Se na Evangelii Gaudium o Papa já citava autores como T. de Kempis, Newmann, Bernanos, De Lubac e outros; em Laudato Si o autor preferido, nas citações, é Romano Guardini, ao lado de Dante Alighieri, Teilhard de Chardin, Paul Ricoeur e a Cúpula do Rio. Se na primeira há bastantes citações do Documento de Aparecida e citações de 07 Conferências Episcopais, na segunda volta o CELAM (com menos intensidade) e citações de 17 Conferências Episcopais, de todos os lados dos vários continentes: 6 da América Latina (exportação de resíduos, pobres etc.), 5 do mundo oriental (mundo marítimo como cemitério, os que comem demais), 03 da Europa (ambiente como um empréstimo e os pobres como vítimas da agressões ambientais), 02 do continente americano (questão dos pobres e a natureza como revelação divina), 01 da África (nova solidariedade universal). Cremos não ser um dado acidental; é a crença e a prática da colegialidade episcopal que o Papa crê, vive e pratica.
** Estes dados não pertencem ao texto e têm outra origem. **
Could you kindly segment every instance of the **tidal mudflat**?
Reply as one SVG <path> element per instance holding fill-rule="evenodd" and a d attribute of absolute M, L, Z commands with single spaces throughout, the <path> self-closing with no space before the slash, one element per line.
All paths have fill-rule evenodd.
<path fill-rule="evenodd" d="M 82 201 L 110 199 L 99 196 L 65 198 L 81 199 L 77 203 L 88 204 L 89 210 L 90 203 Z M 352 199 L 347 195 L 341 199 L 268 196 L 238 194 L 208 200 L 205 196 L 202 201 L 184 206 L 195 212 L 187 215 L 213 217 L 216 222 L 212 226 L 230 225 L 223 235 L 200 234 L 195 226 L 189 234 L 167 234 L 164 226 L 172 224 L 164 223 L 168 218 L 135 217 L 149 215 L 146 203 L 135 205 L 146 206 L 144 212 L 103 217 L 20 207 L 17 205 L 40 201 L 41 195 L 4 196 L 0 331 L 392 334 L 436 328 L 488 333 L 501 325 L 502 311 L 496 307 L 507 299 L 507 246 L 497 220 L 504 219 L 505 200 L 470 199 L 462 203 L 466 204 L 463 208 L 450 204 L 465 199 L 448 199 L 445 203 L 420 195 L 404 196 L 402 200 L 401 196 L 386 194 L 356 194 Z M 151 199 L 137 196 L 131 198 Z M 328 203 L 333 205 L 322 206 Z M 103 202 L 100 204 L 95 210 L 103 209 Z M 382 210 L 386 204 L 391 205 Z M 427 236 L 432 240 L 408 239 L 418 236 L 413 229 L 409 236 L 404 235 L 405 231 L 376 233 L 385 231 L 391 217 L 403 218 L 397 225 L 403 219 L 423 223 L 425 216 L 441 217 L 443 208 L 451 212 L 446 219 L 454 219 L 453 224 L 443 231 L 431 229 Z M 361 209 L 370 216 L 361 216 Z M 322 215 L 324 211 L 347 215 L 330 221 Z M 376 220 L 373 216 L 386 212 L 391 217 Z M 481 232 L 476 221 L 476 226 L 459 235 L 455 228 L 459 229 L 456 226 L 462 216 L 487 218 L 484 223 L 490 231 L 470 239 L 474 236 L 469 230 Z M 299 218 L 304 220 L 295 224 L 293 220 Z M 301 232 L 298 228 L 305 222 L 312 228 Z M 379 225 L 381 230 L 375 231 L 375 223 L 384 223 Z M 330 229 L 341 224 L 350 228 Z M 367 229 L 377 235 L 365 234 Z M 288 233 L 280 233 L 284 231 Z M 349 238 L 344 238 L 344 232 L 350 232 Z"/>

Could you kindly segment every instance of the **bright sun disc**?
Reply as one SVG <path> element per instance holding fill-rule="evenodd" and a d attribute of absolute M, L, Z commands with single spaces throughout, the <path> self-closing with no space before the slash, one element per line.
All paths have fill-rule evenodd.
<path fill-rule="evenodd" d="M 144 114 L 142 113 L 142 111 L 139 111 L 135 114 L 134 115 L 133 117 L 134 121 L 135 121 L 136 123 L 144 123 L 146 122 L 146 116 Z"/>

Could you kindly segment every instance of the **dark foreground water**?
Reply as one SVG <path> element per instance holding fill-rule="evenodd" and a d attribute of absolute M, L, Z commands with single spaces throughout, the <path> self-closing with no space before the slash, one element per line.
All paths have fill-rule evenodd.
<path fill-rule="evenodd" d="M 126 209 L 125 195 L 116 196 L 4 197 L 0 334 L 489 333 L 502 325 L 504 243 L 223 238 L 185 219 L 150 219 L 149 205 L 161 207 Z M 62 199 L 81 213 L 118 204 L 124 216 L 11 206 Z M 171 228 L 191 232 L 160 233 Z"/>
Saboreemos, por isso, um pouquinho dos nove subtítulos do capítulo 6: “Educação e Espiritualidade Ecológicas”, o capítulo que mais me impactou. 1. Quanto a outro estilo de vida lemos que quando poucos tem possibilidades de se manter no consumismo, isso só poderá provocar violência e destruição recíproca (nº 204). Sempre é possível desenvolver uma nova capacidade de sair de si mesmo (nº 208). 2. Falando de educar para a aliança entre a humanidade e o ambiente, fala da família como sede da cultura da vida e da necessidade de uma educação estética apropriada e a preservação de um ambiente sadio (nº 213 e 215). 3. Falando de conversão ecológica o Papa afirma que não é possível empenhar-se em coisas grandes apenas com doutrinas, sem uma mística que nos anima (nº 216). De forma simbólica ele afirma que “se os desertos exteriores se multiplicam no mundo, é porque os desertos interiores se tornaram muito amplos (nº 217). 4. Referindo-se à alegria e à paz, e também à sobriedade, afirma: É possível necessitar de pouco e viver muito, sobretudo quando se é capaz de dar espaço a outros prazeres cita encontros, serviços, música, arte, oração). 5. Em amor civil e político (nunca ouvira falar desta forma do amor) Francisco diz que é necessário voltar a sentir que precisamos uns dos outros, que temos uma responsabilidade para com os outros e o mundo, que vale a pena sermos bons e honestos (nº 229). É nessa parte que ele fala da cultura do cuidado. 6. Ainda acho que um dos subtítulos mais bonitos é o dos sinais sacramentais e o descanso celebrativo. Além de falar da tendência de reduzir o descanso contemplativo ao estéril e inútil, é lindo quando fala da Eucaristia dizendo que a graça atinge uma expressão maravilhosa quando próprio Deus, feito homem, chega ao ponto de fazer-Se comer por sua criatura (nº 26). 7. Muito bonito, igualmente, quando fala da Trindade e da relação entre as criaturas. Na verdade, a pessoa humana cresce, amadurece e santifica-se tanto mais, quanto mais se relaciona, sai de si mesmo para viver em comunhão com Deus, com os outros e com todas as criaturas (nº240). Além de falar de Maria como “a Rainha de toda a criação” ele conclui que estamos a caminhar para o sábado da eternidade, para a nova Jerusalém, para a casa comum do Céu (nº 243).

É certo que a Encíclica vai ser sucesso de venda e de críticas por parte de certas partes do mundo. Não importa, a profecia sempre foi perseguida.

Hilário Dick, Jesuíta, doutor em literatura e assessor e pesquisador de juventude.